I am trying to use sympy to make and transform unitary vectors from spherical coordinates to cartesian coordinates but I have really not known how to do that.

As you can see in the code below; I would like to be able to transform e_r,e_theta, e_psi into its cartesian form. 

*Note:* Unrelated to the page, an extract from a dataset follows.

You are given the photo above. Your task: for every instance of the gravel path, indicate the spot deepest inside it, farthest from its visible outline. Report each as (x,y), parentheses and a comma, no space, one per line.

For instance from e_r  to (x/sqrt(x**2+y**2+z**2), y/sqrt(x**2+y**2+z**2), z/sqrt(x**2+y**2+z**2)) (its cartesian form).

Thanks for your time.

================================================================================================================================================================
import sympy as sy

#Variables of the spherical coordinates
r=sy.Symbol('r', real=True, positive=True)
theta=sy.Symbol('theta')
psi=sy.Symbol('psi') 

#Relationship Cartesian and spherical variables
x = r*sy.sin(theta)*sy.cos(psi)
y = r*sy.sin(theta)*sy.sin(psi)
z = r*sy.cos(theta)

#Derivatives
dx_dr=sy.diff(x,r)
dy_dr=sy.diff(y,r)
dz_dr=sy.diff(z,r)

dx_dtheta=sy.diff(x,theta)
dy_dtheta=sy.diff(y,theta)
dz_dtheta=sy.diff(z,theta)

dx_dpsi=sy.diff(x,psi)
dy_dpsi=sy.diff(y,psi)
dz_dpsi=sy.diff(z,psi)

#Norm
n_r=sy.sqrt(dx_dr**2+dy_dr**2+dz_dr**2)
n_theta=sy.sqrt(dx_dtheta**2+dy_dtheta**2+dz_dtheta**2)
n_psi=sy.sqrt(dx_dpsi**2+dy_dpsi**2+dz_dpsi**2)

#Scale factors
h1=sy.simplify(n_r) #h1=1
h2=sy.simplify(n_theta) #h2=r
h3=sy.refine(sy.simplify(n_psi), sy.Q.positive(sy.sin(theta))) #h3=r*sin(theta)

#Unit vectors
def simplify(fe,d1,d2,d3):
    '''
    fe=Scale factors
    d#=Respective Derivatives
    '''
    e1=sy.simplify((1/fe)*d1)
    e2=sy.simplify((1/fe)*d2) 
    e3=sy.simplify((1/fe)*d3)
    
    return (e1,e2,e3)

e_r=simplify(h1,dx_dr,dy_dr,dz_dr) 
#(sin(theta)*cos(psi), sin(psi)*sin(theta), cos(theta))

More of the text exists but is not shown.